Secretary of State Mike Pompeo praised Nasdaq for its move.
“I applaud Nasdaq for requiring auditing firms to ensure all listed companies comply with international reporting and inspection standards. Nasdaq’s announcement is particularly important given a pattern of fraudulent accounting practices in China-based companies” said Pompeo.
Roger Silvers, an accounting professor at the University of Utah who has worked for the SEC, said Thursday’s roundtable should be seen as part of a larger effort to build a case against China for preventing access to their companies’ financial statements and audit records.
“China has been very obstructionist” he said. “There is a growing sense of frustration with China, and now with the trade wars and the Covid-19 outbreak there is a growing appetite to pick a fight with China.
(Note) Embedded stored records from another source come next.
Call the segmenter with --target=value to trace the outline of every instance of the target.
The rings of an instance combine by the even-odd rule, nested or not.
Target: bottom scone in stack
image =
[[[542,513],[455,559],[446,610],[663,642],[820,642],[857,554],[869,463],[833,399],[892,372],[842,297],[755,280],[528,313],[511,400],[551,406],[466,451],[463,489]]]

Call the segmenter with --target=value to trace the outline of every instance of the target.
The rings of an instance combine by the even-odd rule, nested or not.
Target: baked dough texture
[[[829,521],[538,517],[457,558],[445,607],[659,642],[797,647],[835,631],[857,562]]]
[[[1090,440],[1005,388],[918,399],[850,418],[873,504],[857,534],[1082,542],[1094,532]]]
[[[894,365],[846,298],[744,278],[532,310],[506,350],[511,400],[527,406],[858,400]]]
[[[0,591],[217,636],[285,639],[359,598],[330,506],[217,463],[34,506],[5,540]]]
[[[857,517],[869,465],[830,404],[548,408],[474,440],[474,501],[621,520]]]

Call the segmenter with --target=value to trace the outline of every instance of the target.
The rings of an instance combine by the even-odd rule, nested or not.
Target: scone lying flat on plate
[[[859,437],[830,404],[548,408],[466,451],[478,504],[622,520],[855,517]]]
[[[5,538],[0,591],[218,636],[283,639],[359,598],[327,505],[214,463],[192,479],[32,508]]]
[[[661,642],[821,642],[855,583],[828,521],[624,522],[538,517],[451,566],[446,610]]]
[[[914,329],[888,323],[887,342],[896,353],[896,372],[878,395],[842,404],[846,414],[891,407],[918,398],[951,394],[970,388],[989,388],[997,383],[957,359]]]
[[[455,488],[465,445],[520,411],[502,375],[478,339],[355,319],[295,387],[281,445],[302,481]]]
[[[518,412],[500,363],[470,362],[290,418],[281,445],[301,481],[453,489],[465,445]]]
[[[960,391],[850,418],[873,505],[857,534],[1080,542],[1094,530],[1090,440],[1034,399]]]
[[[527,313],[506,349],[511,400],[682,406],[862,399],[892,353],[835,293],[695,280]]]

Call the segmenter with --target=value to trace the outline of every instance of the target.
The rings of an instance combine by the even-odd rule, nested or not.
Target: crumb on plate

There is a change in the geopolitical climate.”
As for what the SEC may actually do, Silvers suggested they “might be able to make a rule that said, you are not allowed to have subsidiaries that are not audited by firms that can’t be inspected by us… But if that happens, you are talking about an all-out trade war.”
Silvers added: “There is a part of me that says disclosure to investors is key. Caveat emptor: If you invest in China, you do it at your own risk.”